Et l’Andor ? Si Mat et Elayne étaient au Murandy, comme on pouvait le croire, il faudrait encore des semaines, au mieux, avant que la jeune femme puisse revendiquer le Trône du Lion. Quand ce serait fait, Rand serait obligé de rester loin de Caemlyn. Mais il devait quand même parler à Nynaeve. Pouvait-il purifier le saidin ? C’était possible. Et ça pouvait aussi détruire le monde. Par la Lumière ! où était Narishma ?
Très violent si près de la mer, un orage de Cemaros balaya le camp et une averse s’abattit sur la tente. Par le rabat entrouvert, Rand vit les éclairs bleu et blanc qui déchiraient le ciel. Le roulement du tonnerre aurait pu faire croire que des montagnes venaient de s’écrouler sur le marécage.
Alors que les éléments se déchaînaient, Narishma entra sous la tente. Trempé jusqu’aux os, il avait les cheveux plaqués sur le crâne. Ses ordres étant de ne pas se faire remarquer, aucun tissage ne l’avait protégé. Vêtu d’une simple veste marron, il avait noué ses cheveux en queue-de-cheval. Même sans clochettes, de très longues tresses, sur un homme, avaient tendance à attirer le regard.
L’air furieux, l’Asha’man avait calé sous son bras un ballot cylindrique attaché avec de la ficelle – on eût dit un petit tapis environ du diamètre d’une jambe d’homme.
Se levant d’un bond, Rand s’empara de l’objet sans laisser à Narishma le temps de le lui tendre.
— Quelqu’un t’a vu ? Pourquoi as-tu tant tardé ? Je t’attendais hier soir.
— Il m’a fallu un moment pour comprendre ce que je devais faire… Tu ne m’avais pas tout dit, et ça a failli me coûter la vie.
Ridicule ! Rand avait fourni à cet homme toutes les informations dont il pouvait avoir besoin. Il en était absolument sûr. À quoi bon mettre sa confiance en quelqu’un, si c’était pour que cette personne finisse par mourir et tout gâcher ?
Très prudemment, Rand glissa le « tapis » sous son lit de camp. Il brûlait d’envie de le dérouler, pour être sûr que Narishma lui avait rapporté ce qu’il voulait. Mais dans le cas contraire, l’Asha’man n’aurait pas osé revenir.
— Déniche-toi une veste noire, avant d’aller rejoindre les autres. Encore une chose, Narishma : dis un mot de tout ça à quelqu’un, et je te tuerai de mes mains.
Tue donc le monde entier ! s’écria joyeusement Lews Therin. L’humour du désespoir… Moi, j’ai tué le monde, et tu peux en faire autant, si tu fais un effort !

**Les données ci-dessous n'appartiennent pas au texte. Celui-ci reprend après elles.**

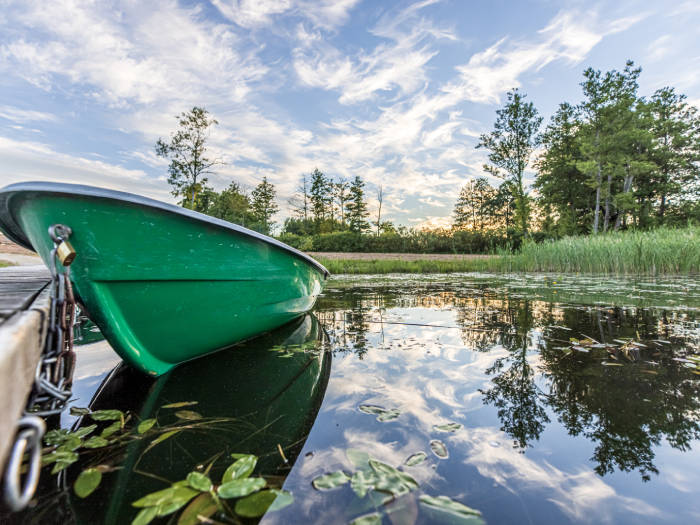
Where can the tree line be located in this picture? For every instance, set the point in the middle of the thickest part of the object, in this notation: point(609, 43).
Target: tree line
point(615, 160)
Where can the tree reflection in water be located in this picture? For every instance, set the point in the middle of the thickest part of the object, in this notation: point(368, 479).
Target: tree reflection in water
point(625, 411)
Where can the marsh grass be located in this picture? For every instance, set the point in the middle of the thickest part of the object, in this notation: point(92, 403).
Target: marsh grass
point(663, 251)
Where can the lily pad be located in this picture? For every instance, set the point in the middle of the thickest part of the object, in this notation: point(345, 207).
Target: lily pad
point(203, 505)
point(241, 468)
point(86, 483)
point(199, 481)
point(255, 505)
point(439, 448)
point(238, 488)
point(330, 481)
point(415, 459)
point(368, 519)
point(447, 427)
point(145, 425)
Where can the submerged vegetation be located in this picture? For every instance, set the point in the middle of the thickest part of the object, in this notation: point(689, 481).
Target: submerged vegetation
point(664, 251)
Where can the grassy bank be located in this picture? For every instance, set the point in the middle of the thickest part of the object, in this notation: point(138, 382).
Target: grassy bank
point(659, 252)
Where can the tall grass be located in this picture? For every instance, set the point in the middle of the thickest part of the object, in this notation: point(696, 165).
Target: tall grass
point(664, 251)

Narishma se tapa du poing sur la poitrine – très fort.
— À tes ordres, seigneur Dragon…
Le lendemain, peu après l’aube, sous un ciel plombé et tandis que des rafales de vent annonçaient un nouvel orage, un millier d’hommes de la Légion du Dragon sortirent d’Illian et s’engagèrent sur la voie de l’Étoile du Nord, marchant au pas au son des tambours. Avec leur casque andorien peint en bleu et leur longue veste également bleue ornée sur la poitrine d’un Dragon écarlate et or, les légionnaires attirèrent l’attention des soldats présents dans les divers camps.
Une oriflamme bleue arborant un Dragon et un nombre permettait d’identifier les cinq compagnies. Cela dit, les légionnaires étaient des soldats très spéciaux. Par exemple, ils avaient un plastron, mais sous leur veste, afin de ne pas cacher le Dragon – pour la même raison, ce vêtement se boutonnait sur un côté – et chacun portait sur la hanche une épée courte et sur l’épaule une arbalète à armature de fer. Un grand plumet rouge sur le casque, les officiers avançaient devant les tambours et les oriflammes. À part le cheval de Morr, qui ouvrait la marche, les seuls autres équidés étaient les bêtes de bât qui la fermaient.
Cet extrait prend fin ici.